Small Language Models [2026]: Phi-4, Llama 4, Ministral
Bottom Line
Treat this as a three-way split: Phi-4 for compact text reasoning, Llama 4 Scout for massive context, and Ministral 3 3B for the smallest Apache-licensed edge deployment.
Key Takeaways
- ›As of May 22, 2026, Meta does not publish an official model named Llama-4-Tiny.
- ›As of May 22, 2026, Mistral does not publish an official model named Mistral-Nano.
- ›Phi-4 is a 14B text model with 16K context; Phi-4-mini extends the family to 128K.
- ›Llama 4 Scout leads on context at 10M; Ministral 3 3B leads on edge-friendly footprint.
Searches for Phi-4, Llama-4-Tiny, and Mistral-Nano often mix official SKUs with shorthand. This reference normalizes those names against vendor docs current on May 22, 2026, then gives you a practical selection matrix, a live search filter, keyboard shortcuts, deployment commands, and production defaults. The goal is speed: enough detail to choose the right small-model family without getting trapped in stale naming or benchmark theater.
| Dimension | Phi-4 | Llama 4 Scout | Ministral 3 3B | Edge |
|---|---|---|---|---|
| Official naming | Phi-4 is official | Closest official match for Llama-4-Tiny | Closest official match for Mistral-Nano | Phi-4 |
| Core form factor | 14B dense text model | Scout-17B-16E multimodal model | 3.4B language model + 0.4B vision encoder | Ministral 3 3B |
| Context window | 16K | 10M | 256K | Llama 4 Scout |
| Modalities | Text | Image + text | Image + text | Tie: Llama 4 Scout / Ministral 3 3B |
| License posture | Microsoft open model release | Meta Llama license | Apache 2.0 | Ministral 3 3B |
| Local deployment signal | Easy text-only workflows; family also includes Phi-4-mini | Official repo notes 4 GPUs for full bf16 inference | Model card says it can fit in 8GB VRAM in FP8 | Ministral 3 3B |
| Best fit | Compact reasoning and text tasks | Huge-context multimodal systems | Edge agents, Apache-friendly shipping | Depends on workload |
Official Model Map
Bottom Line
Use Phi-4 when you want compact text reasoning, Llama 4 Scout when long context dominates the design, and Ministral 3 3B when the smallest multimodal edge deployment and Apache 2.0 matter most.

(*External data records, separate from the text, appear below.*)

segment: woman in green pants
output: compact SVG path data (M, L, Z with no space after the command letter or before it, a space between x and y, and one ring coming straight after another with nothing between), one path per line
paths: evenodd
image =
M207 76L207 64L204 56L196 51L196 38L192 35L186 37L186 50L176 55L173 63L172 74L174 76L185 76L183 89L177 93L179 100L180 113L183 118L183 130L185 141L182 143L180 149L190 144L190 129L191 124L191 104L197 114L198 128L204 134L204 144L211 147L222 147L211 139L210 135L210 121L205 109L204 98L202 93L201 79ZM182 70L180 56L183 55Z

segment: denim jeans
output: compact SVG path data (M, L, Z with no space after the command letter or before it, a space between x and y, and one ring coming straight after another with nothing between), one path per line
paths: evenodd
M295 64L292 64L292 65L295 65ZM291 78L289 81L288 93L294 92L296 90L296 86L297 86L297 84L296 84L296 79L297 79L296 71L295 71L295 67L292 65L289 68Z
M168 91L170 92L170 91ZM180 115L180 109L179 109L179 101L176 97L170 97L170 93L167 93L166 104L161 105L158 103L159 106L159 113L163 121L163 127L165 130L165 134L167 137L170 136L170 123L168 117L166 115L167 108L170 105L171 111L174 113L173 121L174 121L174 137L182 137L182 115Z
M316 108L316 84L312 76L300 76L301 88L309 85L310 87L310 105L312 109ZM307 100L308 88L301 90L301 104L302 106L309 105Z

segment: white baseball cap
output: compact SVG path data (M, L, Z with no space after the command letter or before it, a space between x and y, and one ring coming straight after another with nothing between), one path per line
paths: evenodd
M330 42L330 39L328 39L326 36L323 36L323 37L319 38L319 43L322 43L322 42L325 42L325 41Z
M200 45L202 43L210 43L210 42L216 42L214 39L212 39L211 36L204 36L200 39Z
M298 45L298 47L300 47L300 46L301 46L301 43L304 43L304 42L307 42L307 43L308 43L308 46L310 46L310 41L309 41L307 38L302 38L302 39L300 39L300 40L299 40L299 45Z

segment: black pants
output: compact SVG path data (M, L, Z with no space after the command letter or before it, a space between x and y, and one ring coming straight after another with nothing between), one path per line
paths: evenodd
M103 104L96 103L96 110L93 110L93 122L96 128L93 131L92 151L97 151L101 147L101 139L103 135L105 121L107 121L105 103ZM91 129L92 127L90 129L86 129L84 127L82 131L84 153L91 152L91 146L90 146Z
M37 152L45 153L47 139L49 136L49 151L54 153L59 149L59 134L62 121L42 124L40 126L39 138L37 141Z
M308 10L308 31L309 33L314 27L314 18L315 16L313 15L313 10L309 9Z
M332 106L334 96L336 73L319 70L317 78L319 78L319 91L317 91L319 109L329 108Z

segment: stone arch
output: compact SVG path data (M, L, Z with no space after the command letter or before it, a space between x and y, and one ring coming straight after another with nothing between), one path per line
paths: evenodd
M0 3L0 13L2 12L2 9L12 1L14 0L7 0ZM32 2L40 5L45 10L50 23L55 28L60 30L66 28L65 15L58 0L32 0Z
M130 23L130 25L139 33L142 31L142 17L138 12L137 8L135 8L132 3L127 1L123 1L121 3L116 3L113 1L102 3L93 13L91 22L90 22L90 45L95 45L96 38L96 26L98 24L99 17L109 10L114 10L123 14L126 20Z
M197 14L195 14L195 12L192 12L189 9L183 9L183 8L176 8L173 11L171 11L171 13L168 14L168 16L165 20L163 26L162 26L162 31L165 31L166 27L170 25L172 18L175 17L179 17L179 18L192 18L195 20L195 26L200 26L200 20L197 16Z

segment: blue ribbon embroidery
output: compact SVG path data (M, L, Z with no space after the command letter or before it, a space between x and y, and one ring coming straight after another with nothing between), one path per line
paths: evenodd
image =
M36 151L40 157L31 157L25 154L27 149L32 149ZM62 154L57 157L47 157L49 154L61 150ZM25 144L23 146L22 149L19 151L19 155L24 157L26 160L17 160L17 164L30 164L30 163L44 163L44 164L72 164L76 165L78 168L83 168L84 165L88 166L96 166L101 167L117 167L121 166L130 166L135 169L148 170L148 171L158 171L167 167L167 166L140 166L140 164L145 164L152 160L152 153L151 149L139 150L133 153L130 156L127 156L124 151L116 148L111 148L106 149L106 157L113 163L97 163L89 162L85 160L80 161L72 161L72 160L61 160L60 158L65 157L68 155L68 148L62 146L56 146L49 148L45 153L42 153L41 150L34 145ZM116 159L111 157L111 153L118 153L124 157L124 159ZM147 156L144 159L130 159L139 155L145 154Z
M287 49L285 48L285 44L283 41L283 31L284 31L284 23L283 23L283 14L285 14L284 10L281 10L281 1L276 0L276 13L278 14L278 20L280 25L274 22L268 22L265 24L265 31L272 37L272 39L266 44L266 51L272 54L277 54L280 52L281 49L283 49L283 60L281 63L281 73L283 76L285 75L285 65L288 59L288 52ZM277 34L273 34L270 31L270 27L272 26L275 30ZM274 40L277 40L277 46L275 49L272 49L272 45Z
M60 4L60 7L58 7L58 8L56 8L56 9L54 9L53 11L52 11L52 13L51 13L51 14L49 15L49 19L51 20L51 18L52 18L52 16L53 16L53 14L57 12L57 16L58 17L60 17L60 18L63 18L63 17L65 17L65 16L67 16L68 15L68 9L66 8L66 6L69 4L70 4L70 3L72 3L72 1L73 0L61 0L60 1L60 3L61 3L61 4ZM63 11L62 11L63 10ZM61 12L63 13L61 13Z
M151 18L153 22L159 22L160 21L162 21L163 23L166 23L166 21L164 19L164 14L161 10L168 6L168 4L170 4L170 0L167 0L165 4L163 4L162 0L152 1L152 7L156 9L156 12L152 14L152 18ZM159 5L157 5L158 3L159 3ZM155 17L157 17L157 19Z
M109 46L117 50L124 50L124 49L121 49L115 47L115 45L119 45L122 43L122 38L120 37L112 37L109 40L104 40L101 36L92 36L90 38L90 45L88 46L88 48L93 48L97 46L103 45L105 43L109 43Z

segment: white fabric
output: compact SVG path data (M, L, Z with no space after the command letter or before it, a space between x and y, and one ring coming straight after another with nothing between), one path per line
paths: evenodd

- Phi-4: Microsoft publishes it as a 14B dense decoder-only text model with a 16K context window. See the official model card.
- Llama-4-Tiny: Meta does not list that exact SKU. The nearest compact official Llama 4 entry is Llama 4 Scout, shown in Meta docs as a multimodal model with a 10M context window and in the official repo as Scout-17B-16E. See Meta Llama docs and the official repository.
- Mistral-Nano: Mistral does not list that exact SKU. The closest current tiny edge model is Ministral 3 3B Instruct 2512, which the official model card describes as a 3.4B language model plus a 0.4B vision encoder with a 256K context window. See the official model card.
- Important family detail: if you need longer context inside the Phi family, Microsoft’s official Phi-4-mini-instruct card lists a 128K context window. See the official model card.
When To Choose Each
Choose Phi-4 when:
- You need a straightforward text-only model with strong compact reasoning.
- Your prompts fit comfortably inside 16K context.
- You want a simpler serving path without multimodal packing overhead.
- You expect to stay inside the Phi family and possibly step down to Phi-4-mini later.
Choose Llama 4 Scout when:
- You need the biggest officially published context window in this set: 10M.
- You want a vendor-backed multimodal path with a broad surrounding ecosystem.
- You are building retrieval-heavy or memory-heavy systems where context length is a first-order constraint.
- You can afford the operational complexity of a larger deployment footprint.
Choose Ministral 3 3B when:
- You need the smallest official multimodal option in this comparison.
- Apache 2.0 licensing matters for packaging or redistribution.
- You want native vendor guidance around function calling and JSON output.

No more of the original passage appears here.